Two Decades On, Constitution Fails to Live Up to Promises

The atmosphere in Phnom Penh 20 years ago today was one of jubilation and optimism as then-Prince Norodom Sihanouk signed Cambodia’s new Consti­tution into law and reclaimed the throne as King.

The promulgation of the Constitution—which marked the end of the U.N. Transitional Authority in Cambodia’s (Untac) mandate in the country—also signaled the close of the formal peace process after almost two decades of civil war, and the creation of one of the more outwardly liberal political systems in the region.

The significance of the event was not lost on the newly crowned King as he emerged from the Royal Palace to meet the crowd of more than 4,000 that had gathered expectantly during his coronation.

“It is indisputable that as of today, our beloved Cambodia and people possess the most democratic and most liberal Constitu­tion, which places our country in the ranks of the most authentically democratic countries in the world,” he said at the time.

Untac chief Yasushi Akashi, pointing to the democratic and constitutional system put in place by the representatives elected in the May 1993 election, gave the U.N.’s mission in Cambodia “nine out of ten” marks.

Twenty years on, however, the question of whether the Constitution has lived up to its promise of creating a multi-party, liberal democracy remains open to debate.

For Son Soubert, who served on the 12-person committee that drafted the Constitution between July and August 1993, the document has failed to deliver on its promise of the rights to freedom of expression, assembly and a multi-party democracy due to the failure to promptly create an independent arbiter to keep the government’s decisions in line with articles in the Constitution.

“The essentials for democracy are in the Constitution, but the im­plementation has been completely diverted from its goal,” Mr. Soubert said from France on Monday.

Mr. Soubert explained that the presence of an autonomous and independent arbiter of the Constitution from the day of its promulgation could have prevented incidents such as the ousting of First Prime Minister Norodom Ranariddh during the bloody factional fighting in 1997 and the ruling CPP’s near unchallenged control of the country since that time.
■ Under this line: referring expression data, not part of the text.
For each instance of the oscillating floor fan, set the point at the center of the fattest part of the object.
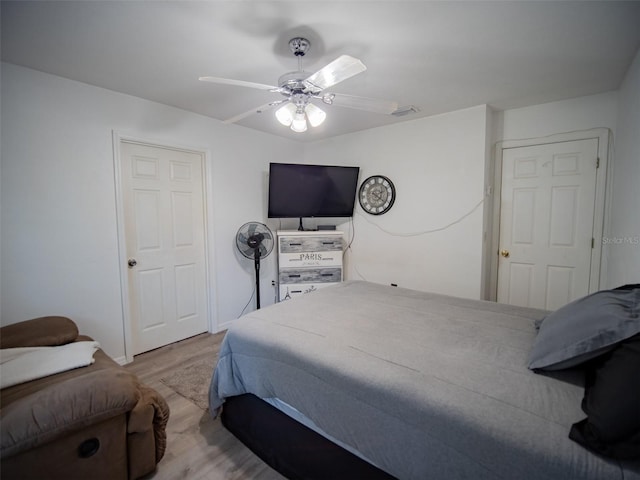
(255, 240)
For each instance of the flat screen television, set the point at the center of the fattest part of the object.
(297, 191)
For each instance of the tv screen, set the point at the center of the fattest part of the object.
(311, 190)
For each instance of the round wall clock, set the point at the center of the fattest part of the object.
(377, 194)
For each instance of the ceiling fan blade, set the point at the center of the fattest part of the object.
(335, 72)
(238, 83)
(259, 109)
(375, 105)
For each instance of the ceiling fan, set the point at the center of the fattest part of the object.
(300, 88)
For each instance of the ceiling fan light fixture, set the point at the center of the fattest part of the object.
(286, 113)
(315, 115)
(299, 123)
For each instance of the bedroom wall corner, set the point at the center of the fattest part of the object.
(623, 241)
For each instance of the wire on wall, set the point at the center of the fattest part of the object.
(426, 232)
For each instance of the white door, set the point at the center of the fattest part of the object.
(163, 205)
(547, 208)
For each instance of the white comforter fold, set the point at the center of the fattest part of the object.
(19, 365)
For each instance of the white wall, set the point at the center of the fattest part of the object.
(583, 113)
(437, 165)
(624, 235)
(59, 238)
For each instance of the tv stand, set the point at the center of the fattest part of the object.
(308, 261)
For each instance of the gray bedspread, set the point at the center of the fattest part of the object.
(425, 386)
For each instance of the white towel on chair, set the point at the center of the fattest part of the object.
(19, 365)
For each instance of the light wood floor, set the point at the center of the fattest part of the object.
(198, 446)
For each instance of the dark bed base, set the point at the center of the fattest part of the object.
(289, 447)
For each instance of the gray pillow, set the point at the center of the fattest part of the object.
(585, 329)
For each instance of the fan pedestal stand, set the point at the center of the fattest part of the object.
(256, 264)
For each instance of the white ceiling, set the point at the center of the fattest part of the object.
(437, 56)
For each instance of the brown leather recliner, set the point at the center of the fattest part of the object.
(95, 422)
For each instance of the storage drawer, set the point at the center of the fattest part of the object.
(287, 292)
(310, 259)
(310, 244)
(310, 275)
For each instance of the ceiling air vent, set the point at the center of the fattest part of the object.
(406, 110)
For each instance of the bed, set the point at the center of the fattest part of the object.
(416, 385)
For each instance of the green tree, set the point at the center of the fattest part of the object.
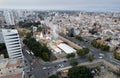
(82, 52)
(80, 72)
(78, 37)
(116, 55)
(90, 57)
(53, 76)
(74, 63)
(71, 55)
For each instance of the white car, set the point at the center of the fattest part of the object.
(101, 54)
(61, 65)
(44, 68)
(100, 57)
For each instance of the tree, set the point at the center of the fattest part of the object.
(80, 72)
(53, 76)
(90, 57)
(116, 55)
(71, 55)
(82, 52)
(78, 37)
(74, 63)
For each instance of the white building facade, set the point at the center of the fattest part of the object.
(12, 42)
(9, 17)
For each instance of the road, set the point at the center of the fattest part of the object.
(43, 70)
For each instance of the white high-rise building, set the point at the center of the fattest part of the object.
(9, 17)
(12, 42)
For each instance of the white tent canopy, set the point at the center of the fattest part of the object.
(67, 49)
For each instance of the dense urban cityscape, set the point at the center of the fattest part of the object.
(59, 43)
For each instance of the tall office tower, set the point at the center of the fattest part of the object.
(9, 17)
(12, 42)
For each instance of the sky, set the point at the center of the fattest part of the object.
(90, 5)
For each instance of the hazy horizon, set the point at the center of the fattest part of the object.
(93, 5)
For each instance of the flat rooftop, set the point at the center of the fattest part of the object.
(18, 75)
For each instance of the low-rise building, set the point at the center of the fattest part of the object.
(11, 68)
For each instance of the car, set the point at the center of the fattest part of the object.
(44, 68)
(65, 61)
(49, 67)
(100, 57)
(61, 65)
(101, 54)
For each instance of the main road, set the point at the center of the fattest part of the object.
(43, 69)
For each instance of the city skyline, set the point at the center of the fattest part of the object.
(93, 5)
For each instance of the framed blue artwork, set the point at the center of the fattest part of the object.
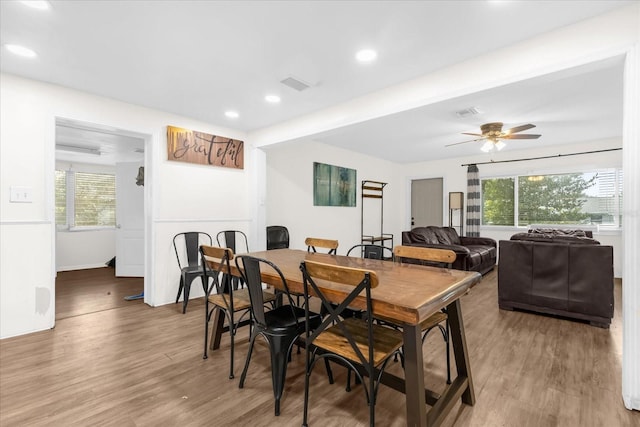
(333, 185)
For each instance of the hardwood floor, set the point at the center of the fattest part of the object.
(133, 365)
(87, 291)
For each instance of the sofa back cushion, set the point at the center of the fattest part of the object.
(434, 235)
(561, 232)
(572, 237)
(423, 235)
(447, 235)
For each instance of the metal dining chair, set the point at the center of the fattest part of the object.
(280, 326)
(313, 243)
(221, 296)
(186, 247)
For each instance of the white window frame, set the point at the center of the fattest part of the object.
(70, 203)
(615, 227)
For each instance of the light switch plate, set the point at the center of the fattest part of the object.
(21, 194)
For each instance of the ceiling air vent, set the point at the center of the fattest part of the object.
(296, 84)
(471, 111)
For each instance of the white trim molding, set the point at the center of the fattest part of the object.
(631, 227)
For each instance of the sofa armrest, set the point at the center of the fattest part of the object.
(478, 241)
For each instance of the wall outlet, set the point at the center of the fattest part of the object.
(21, 194)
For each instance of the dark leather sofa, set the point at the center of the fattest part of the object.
(559, 272)
(472, 253)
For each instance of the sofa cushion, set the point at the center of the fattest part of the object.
(486, 253)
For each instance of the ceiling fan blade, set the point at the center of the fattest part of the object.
(519, 128)
(523, 136)
(464, 142)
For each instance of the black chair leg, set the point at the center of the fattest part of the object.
(232, 333)
(185, 301)
(207, 316)
(246, 363)
(279, 346)
(329, 371)
(180, 289)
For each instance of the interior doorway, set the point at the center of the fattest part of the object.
(87, 149)
(426, 202)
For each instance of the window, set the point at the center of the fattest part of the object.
(575, 198)
(85, 199)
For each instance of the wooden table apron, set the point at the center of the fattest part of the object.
(406, 295)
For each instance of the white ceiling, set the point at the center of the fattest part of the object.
(201, 58)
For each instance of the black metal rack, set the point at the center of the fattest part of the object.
(374, 190)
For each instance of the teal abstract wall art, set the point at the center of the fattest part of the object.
(333, 185)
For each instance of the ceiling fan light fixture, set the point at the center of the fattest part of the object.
(487, 146)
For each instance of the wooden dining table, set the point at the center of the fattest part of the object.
(406, 295)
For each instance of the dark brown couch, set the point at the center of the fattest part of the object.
(565, 273)
(472, 253)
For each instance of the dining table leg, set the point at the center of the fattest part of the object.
(460, 350)
(414, 376)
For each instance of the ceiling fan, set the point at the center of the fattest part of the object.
(493, 135)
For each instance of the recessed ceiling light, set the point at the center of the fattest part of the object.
(20, 50)
(272, 99)
(37, 4)
(366, 55)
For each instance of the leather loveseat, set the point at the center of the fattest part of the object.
(559, 272)
(472, 253)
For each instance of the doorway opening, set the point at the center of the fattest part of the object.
(100, 216)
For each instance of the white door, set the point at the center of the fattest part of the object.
(426, 202)
(129, 221)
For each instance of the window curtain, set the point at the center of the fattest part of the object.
(473, 201)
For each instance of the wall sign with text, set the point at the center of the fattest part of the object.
(184, 145)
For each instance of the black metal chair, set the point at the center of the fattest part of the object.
(280, 326)
(438, 258)
(277, 237)
(313, 243)
(221, 296)
(189, 261)
(359, 344)
(369, 251)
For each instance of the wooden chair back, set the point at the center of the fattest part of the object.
(216, 265)
(235, 240)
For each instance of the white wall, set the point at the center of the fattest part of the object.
(78, 250)
(179, 196)
(290, 194)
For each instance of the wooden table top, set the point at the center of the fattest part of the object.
(407, 293)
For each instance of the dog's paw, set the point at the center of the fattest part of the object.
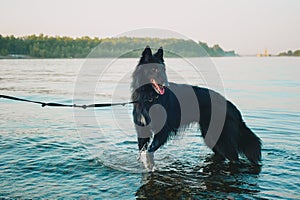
(147, 158)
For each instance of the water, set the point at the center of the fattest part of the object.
(62, 152)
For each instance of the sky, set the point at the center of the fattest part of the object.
(246, 26)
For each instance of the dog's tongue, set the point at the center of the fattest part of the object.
(158, 88)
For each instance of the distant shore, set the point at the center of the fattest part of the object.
(42, 46)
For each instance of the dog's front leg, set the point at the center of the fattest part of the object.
(159, 139)
(144, 135)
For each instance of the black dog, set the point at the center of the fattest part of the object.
(164, 108)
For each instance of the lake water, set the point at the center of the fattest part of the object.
(75, 153)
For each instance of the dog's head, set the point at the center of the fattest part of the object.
(151, 70)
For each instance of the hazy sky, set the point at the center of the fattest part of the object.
(246, 26)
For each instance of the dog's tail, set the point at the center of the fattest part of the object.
(250, 144)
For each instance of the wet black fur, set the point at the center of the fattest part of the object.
(236, 138)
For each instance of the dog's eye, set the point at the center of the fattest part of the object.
(154, 69)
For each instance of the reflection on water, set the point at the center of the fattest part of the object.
(46, 153)
(214, 179)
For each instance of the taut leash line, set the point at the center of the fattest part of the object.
(43, 104)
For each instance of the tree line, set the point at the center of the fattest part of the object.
(43, 46)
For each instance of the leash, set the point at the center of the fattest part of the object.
(44, 104)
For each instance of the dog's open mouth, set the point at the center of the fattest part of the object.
(159, 89)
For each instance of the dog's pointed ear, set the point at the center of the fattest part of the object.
(146, 55)
(160, 54)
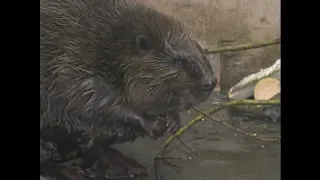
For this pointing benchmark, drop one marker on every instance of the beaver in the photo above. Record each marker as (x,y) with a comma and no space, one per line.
(112,71)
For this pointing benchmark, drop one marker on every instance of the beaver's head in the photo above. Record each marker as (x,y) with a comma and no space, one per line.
(163,69)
“The Constitutional Council should have been created in 1993 but the government waited until 1998,” he said.

“During that time, the Council could have had control of the government, but after the coup d’etat of 1997, the Council was already under the control of the CPP.”
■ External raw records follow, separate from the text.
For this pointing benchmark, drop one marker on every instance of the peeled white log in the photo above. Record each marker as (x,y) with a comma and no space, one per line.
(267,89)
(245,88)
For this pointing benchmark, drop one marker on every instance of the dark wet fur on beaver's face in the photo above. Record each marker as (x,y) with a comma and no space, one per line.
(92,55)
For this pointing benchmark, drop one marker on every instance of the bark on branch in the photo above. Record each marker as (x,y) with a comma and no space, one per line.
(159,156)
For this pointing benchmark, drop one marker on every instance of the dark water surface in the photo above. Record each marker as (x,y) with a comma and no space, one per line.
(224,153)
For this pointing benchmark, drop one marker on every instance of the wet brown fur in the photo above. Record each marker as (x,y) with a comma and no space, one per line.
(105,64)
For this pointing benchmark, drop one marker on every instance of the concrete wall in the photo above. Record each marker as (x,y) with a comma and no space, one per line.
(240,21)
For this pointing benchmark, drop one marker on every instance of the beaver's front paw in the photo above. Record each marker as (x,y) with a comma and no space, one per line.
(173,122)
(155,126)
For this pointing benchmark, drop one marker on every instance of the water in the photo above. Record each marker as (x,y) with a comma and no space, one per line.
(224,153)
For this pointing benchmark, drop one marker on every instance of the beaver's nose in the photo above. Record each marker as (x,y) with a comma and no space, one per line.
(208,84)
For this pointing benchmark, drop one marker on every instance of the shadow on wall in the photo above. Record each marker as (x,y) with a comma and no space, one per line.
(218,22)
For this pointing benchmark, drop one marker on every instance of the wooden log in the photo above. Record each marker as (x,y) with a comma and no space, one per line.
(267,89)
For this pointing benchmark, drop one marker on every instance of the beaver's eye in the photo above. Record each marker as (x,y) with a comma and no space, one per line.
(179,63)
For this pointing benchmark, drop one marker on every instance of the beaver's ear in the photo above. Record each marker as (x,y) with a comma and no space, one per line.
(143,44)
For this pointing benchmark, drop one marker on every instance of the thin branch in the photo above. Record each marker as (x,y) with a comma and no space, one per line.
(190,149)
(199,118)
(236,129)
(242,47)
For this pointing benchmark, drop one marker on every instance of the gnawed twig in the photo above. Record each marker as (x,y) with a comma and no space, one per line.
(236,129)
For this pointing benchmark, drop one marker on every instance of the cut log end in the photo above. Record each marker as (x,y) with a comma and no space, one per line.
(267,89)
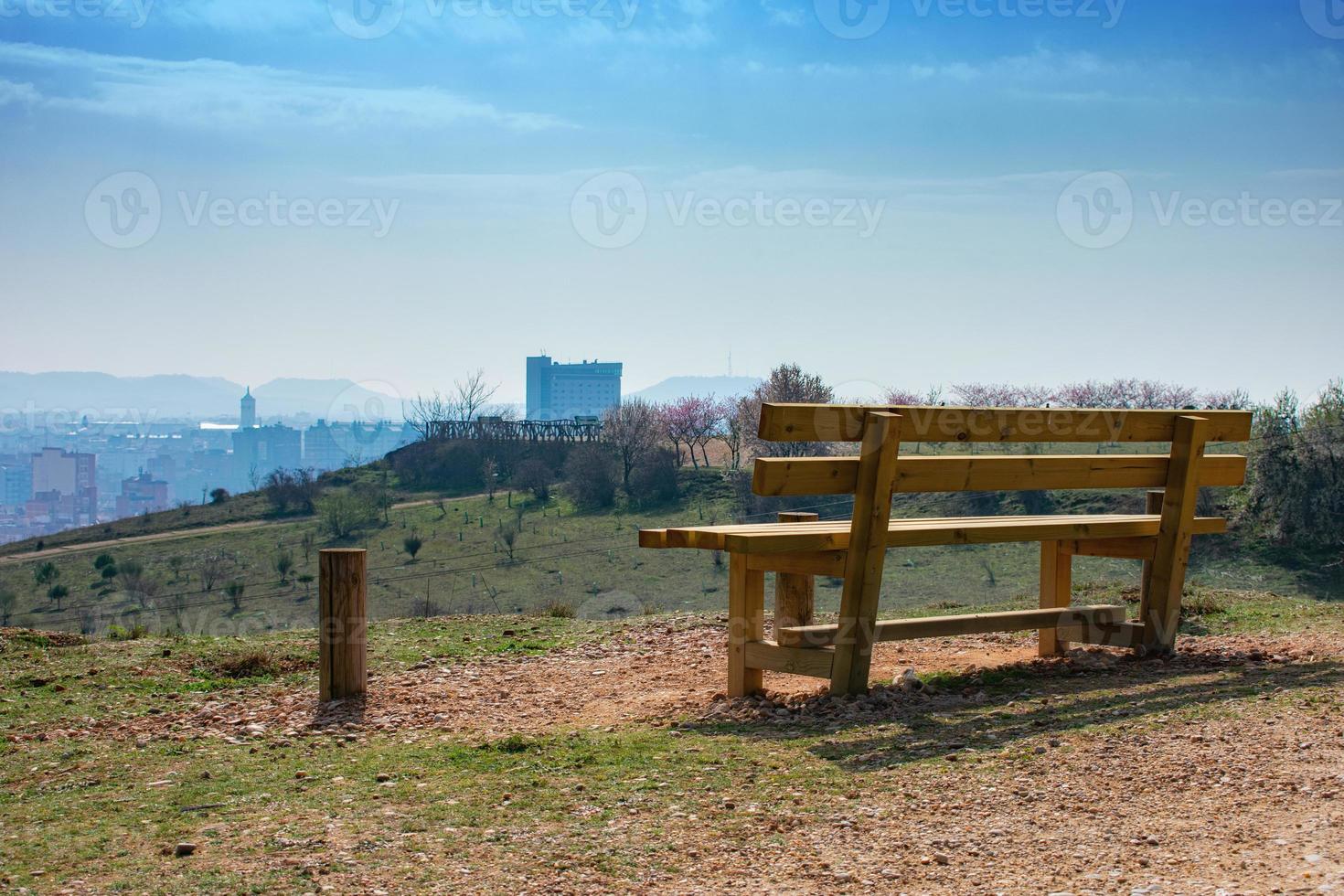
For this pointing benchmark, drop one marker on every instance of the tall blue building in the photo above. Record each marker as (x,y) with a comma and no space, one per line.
(560,391)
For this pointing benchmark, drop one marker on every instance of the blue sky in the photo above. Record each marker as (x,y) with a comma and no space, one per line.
(894,192)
The absence of such a higher institution in Cambodia has been particularly damaging for the chances of ensuring citizens’ rights and open elections, as stated in the Constitution, particularly given the lack of an entrenched cultural and national myth surrounding the rule of law, said Carlyle Thayer, a Southeast Asia expert at the Australian Defense Force Academy in Canberra.

“Even in a political culture where they respect the Constitution, like the U.S., they need a Supreme Court that can rule on disputes, so people can accept the ruling,” said Mr. Thayer, who served as an Untac observer during the 1993 election.
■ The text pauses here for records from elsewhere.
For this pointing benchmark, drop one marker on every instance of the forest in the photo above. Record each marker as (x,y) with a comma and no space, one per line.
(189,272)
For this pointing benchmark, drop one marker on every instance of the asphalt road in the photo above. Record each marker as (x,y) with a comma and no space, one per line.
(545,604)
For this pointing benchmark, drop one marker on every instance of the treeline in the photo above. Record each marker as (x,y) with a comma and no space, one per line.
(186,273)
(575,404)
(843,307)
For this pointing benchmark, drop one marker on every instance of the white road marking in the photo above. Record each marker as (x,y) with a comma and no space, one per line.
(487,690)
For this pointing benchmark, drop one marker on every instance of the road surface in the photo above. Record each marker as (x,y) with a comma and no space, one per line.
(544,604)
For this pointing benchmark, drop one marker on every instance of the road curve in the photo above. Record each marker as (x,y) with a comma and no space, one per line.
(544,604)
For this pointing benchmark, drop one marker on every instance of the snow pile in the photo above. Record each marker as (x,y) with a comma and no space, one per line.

“The Constitution set up a liberal democracy…but a written document takes more than that—it takes independent and autonomous institutions, and if your judiciary and executive aren’t independent…the Constitution is going to struggle.”

Sok Sam Oeun, a prominent lawyer who heads the Cambodian Defenders Project, a free legal aid NGO, agreed that the Constitution has not lived up to the democratic promise envisioned by King Sihanouk. The reason, he explained, was the subsumption of the Constitution into the one-party politics of the nation.

“In the U.S., the Supreme Court can rule on the Constitution, but here the Constitutional Council is not a court, and the members are not judges—they are politicians,” he said. “If it was a court, they would focus on law, but here [in Cambodia] they only focus on political influence and favor to the stronger party.”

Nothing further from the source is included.